Les collectivités et les exploitants d’éoliennes sont en colère : mardi, le Sénat a amendé le projet de loi d’orientation énergétique en portant à un kilomètre la distance entre éoliennes et habitations. Cette mesure de protection des habitants vis-à-vis des nuisances sonores et des effets néfastes pour la santé représente d’abord pour eux un manque à gagner. En faisant passer la distance obligatoire entre les bruyantes turbines et les maisons de 500 à 1000 mètres, les sénateurs touchent à des intérêts bien établis.
La filière éolienne et la distance des 1000 mètres
La levée de boucliers a déjà commencé. La Bretagne, déjà défigurée par les éoliennes qui poussent comme de la mauvaise herbe, pourrait bien voir un arrêt quasi total des nouvelles implantations si l’amendement est définitivement adopté à la suite de la deuxième lecture du projet par l’Assemblée nationale d’ici à l’été. Pierrick Massiot, président socialiste de la région, a publié un communiqué virulent :
« Le Sénat, qui n’a pas peur des contradictions, propose un objectif très ambitieux de développement des énergies renouvelables tout en prohibant l’installation de nouvelles éoliennes. Il grève la capacité des territoires, dont il se veut le représentant, à s’engager dans la transition énergétique. En Bretagne, où l’habitat est très dispersé, les éoliennes ne pourront être installées que sur 0,8% du territoire ! Aujourd’hui, le texte condamne la filière éolienne française à une mort certaine. Il faut que la commission mixte paritaire, qui se réunira le 10 mars, se saisisse prioritairement de ce sujet et donne le ton de nos ambitions pour la Conférence Paris Climat de décembre. »

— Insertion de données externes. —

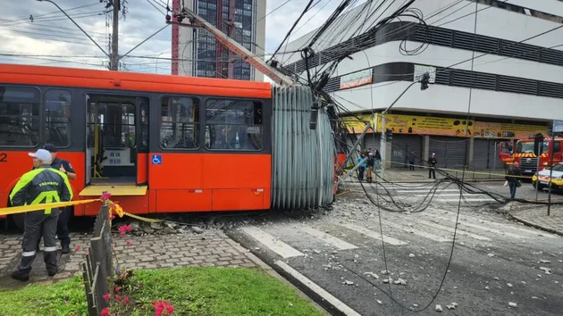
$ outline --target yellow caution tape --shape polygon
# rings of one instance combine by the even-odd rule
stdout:
[[[59,207],[65,207],[65,206],[71,206],[71,205],[86,204],[92,202],[102,202],[102,201],[100,199],[77,200],[77,201],[70,201],[70,202],[48,203],[48,204],[44,204],[4,207],[4,208],[0,208],[0,215],[19,214],[19,213],[28,212],[43,211],[46,208],[53,209],[53,208],[59,208]]]

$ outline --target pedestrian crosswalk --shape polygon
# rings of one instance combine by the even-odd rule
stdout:
[[[240,228],[248,237],[262,247],[283,259],[299,257],[314,246],[334,250],[360,248],[366,240],[382,240],[388,246],[402,247],[416,243],[451,243],[457,232],[457,242],[474,240],[492,243],[505,240],[553,238],[555,236],[537,229],[524,228],[511,221],[500,221],[491,215],[460,215],[455,228],[457,213],[449,211],[427,211],[416,214],[386,212],[379,221],[319,221],[315,225],[298,223],[270,223],[265,227],[247,225]],[[358,241],[362,241],[361,243]]]

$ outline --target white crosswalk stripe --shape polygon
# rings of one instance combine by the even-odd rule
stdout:
[[[424,230],[420,230],[417,229],[414,229],[412,227],[409,226],[405,226],[405,225],[399,225],[399,224],[396,224],[396,223],[392,223],[391,221],[385,220],[383,221],[383,225],[384,226],[391,226],[396,229],[401,229],[404,231],[407,231],[408,233],[412,233],[420,237],[423,237],[424,238],[428,238],[433,241],[437,241],[439,243],[443,243],[443,242],[447,242],[447,241],[451,241],[451,238],[448,238],[448,237],[440,237],[437,235],[433,235],[428,232],[425,232]]]
[[[298,257],[303,255],[303,254],[298,250],[284,242],[277,240],[273,236],[256,226],[245,226],[240,229],[283,258]]]
[[[374,238],[374,239],[378,239],[378,240],[382,240],[382,235],[381,233],[378,233],[376,231],[374,230],[370,230],[367,229],[365,229],[361,226],[357,226],[357,225],[354,225],[354,224],[339,224],[340,226],[342,226],[346,229],[349,229],[350,230],[354,230],[356,232],[358,232],[362,235],[366,235],[368,237],[371,238]],[[407,245],[408,243],[399,240],[399,239],[395,239],[393,237],[391,237],[389,236],[385,236],[383,235],[383,241],[385,242],[385,244],[389,244],[389,245]]]
[[[349,244],[347,242],[345,242],[342,239],[337,238],[335,237],[332,237],[329,234],[326,234],[324,232],[322,232],[318,229],[313,229],[311,227],[308,226],[298,226],[298,229],[301,229],[302,231],[313,236],[314,237],[316,237],[318,239],[321,239],[330,245],[332,245],[333,246],[335,246],[338,249],[340,250],[346,250],[346,249],[356,249],[357,248],[356,245],[352,245],[352,244]]]
[[[444,220],[448,220],[448,221],[450,221],[450,222],[453,222],[453,223],[456,222],[456,218],[453,217],[453,216],[445,216],[445,215],[441,215],[441,215],[435,215],[435,214],[424,213],[424,212],[423,212],[422,214],[424,216],[430,217],[430,218],[433,218],[433,219]],[[508,233],[508,232],[506,232],[506,231],[500,231],[499,229],[488,228],[488,227],[486,227],[486,226],[484,226],[483,224],[475,224],[475,223],[469,222],[468,220],[463,220],[461,219],[459,220],[459,224],[458,225],[461,226],[462,228],[472,227],[474,229],[480,229],[480,230],[484,230],[484,231],[487,231],[487,232],[490,232],[490,233],[504,235],[504,236],[511,237],[514,237],[514,238],[523,238],[524,237],[523,236],[520,236],[520,235],[512,234],[512,233]],[[458,226],[458,227],[459,227],[459,226]]]

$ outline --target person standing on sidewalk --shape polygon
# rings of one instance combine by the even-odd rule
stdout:
[[[72,165],[71,164],[71,162],[68,160],[61,159],[56,156],[57,150],[55,145],[45,144],[43,149],[48,151],[51,154],[51,158],[53,159],[53,161],[51,162],[51,168],[66,174],[66,176],[70,179],[76,179],[76,171],[74,171],[74,169],[72,169]],[[61,213],[59,214],[59,220],[56,225],[56,236],[61,242],[61,252],[63,254],[69,254],[71,252],[69,219],[71,218],[72,208],[62,207],[60,211]],[[41,237],[39,237],[39,240],[38,240],[38,251],[39,249],[40,241]]]
[[[432,156],[428,159],[428,179],[436,179],[436,164],[438,164],[436,154],[432,153]]]
[[[45,149],[29,153],[36,169],[25,173],[10,194],[13,206],[34,205],[72,199],[72,189],[66,175],[50,168],[51,154]],[[37,254],[38,241],[43,235],[45,253],[43,258],[47,274],[52,277],[58,271],[56,262],[56,226],[59,210],[46,208],[25,213],[21,259],[12,278],[21,281],[29,279],[31,265]]]
[[[510,187],[510,199],[514,200],[516,196],[516,189],[521,186],[520,180],[517,177],[522,176],[522,172],[520,171],[520,164],[518,162],[514,162],[507,172],[506,179],[508,181],[508,187]]]
[[[359,158],[357,158],[357,160],[356,161],[356,163],[359,163],[361,162],[364,158],[366,158],[366,154],[362,154]],[[366,171],[366,162],[364,162],[358,168],[357,168],[357,179],[360,181],[364,180],[364,172]]]

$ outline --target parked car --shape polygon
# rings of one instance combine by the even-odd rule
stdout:
[[[552,190],[561,190],[563,189],[563,162],[559,162],[554,164],[551,167],[551,189]],[[538,179],[539,178],[539,179]],[[538,184],[539,180],[539,184]],[[538,186],[538,189],[543,190],[547,188],[550,183],[550,170],[542,170],[539,172],[536,172],[532,178],[532,184],[534,187]]]

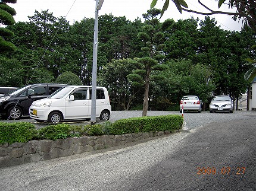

90% des projets d’éoliennes menacés par l’amendement du Sénat
Et du côté des industriels, c’est la même consternation. Le président du Syndicat des énergies renouvelables (SER), Jean-Louis Bal, estime que l’amendement aurait des conséquences importantes : « Ce serait un sévère coup d’arrêt pour notre activité car plus de 90% des projets d’éoliennes se situent dans un périmètre inférieur à un kilomètre. »
Les personnes qui vivent à proximité des éoliennes savent à quel point leur vie quotidienne est perturbée par le bruit sourd, lancinant, obsédant des pales sous le vent. C’est vrai à 500 mètres, mais aussi à 750 ou 850 mètres de turbines, comme en témoignent de nombreux riverains. Et encore n’entendent-ils pas les infrasons qui ont des effets délétères démontrés sur l’ouïe. On connaît aussi le cortège d’ennuis de santé auxquels ils sont exposés : troubles du sommeil, anxiété, dépression, maux de têtes, troubles du rythme cardiaque…
Balivernes, répond en substance Siemens, fabriquant. Il paraît que la technologie des éoliennes a évolué : les pales sont plus fines, l’aérodynamique est meilleure, les limites sonores « très strictes » sont respectées. On suppose que ses représentants n’ont pas d’éolienne à proximité de leur domicile.
La distance obligatoire de 500 mètres entre habitations et éoliennes est-elle respectée ?
L’expérience prouve en effet que la protection qu’assure la limite de 500 mètres est toute relative. Et d’ailleurs la limite est-elle respectée ? Une rapide vérification sur Google Maps – un simple clic droit permet de mesurer la distance à vol d’oiseau entre deux points – permet à chacun de constater que ce n’est pas toujours le cas. Ce n’est pas pour autant qu’on démontera les mâts… Portée à 1.000 mètres, la distance « tampon » obligatoire ne profitera ni aux voisins d’éoliennes trop proches à l’aune de la réglementation actuelle, ni à plus forte raison à ceux d’éoliennes déjà érigées dans une zone de 500 à 1000 mètres des maisons les plus proches.
Mais l’amendement des sénateurs sur les éoliennes constitue tout de même un important bâton dans les roues des industriels et des collectivités locales qui en tirent profit. Attendons-nous à un intense lobbying de leur part d’ici à la tenue de la commission mixte paritaire qui devra sans doute statuer sur l’amendement.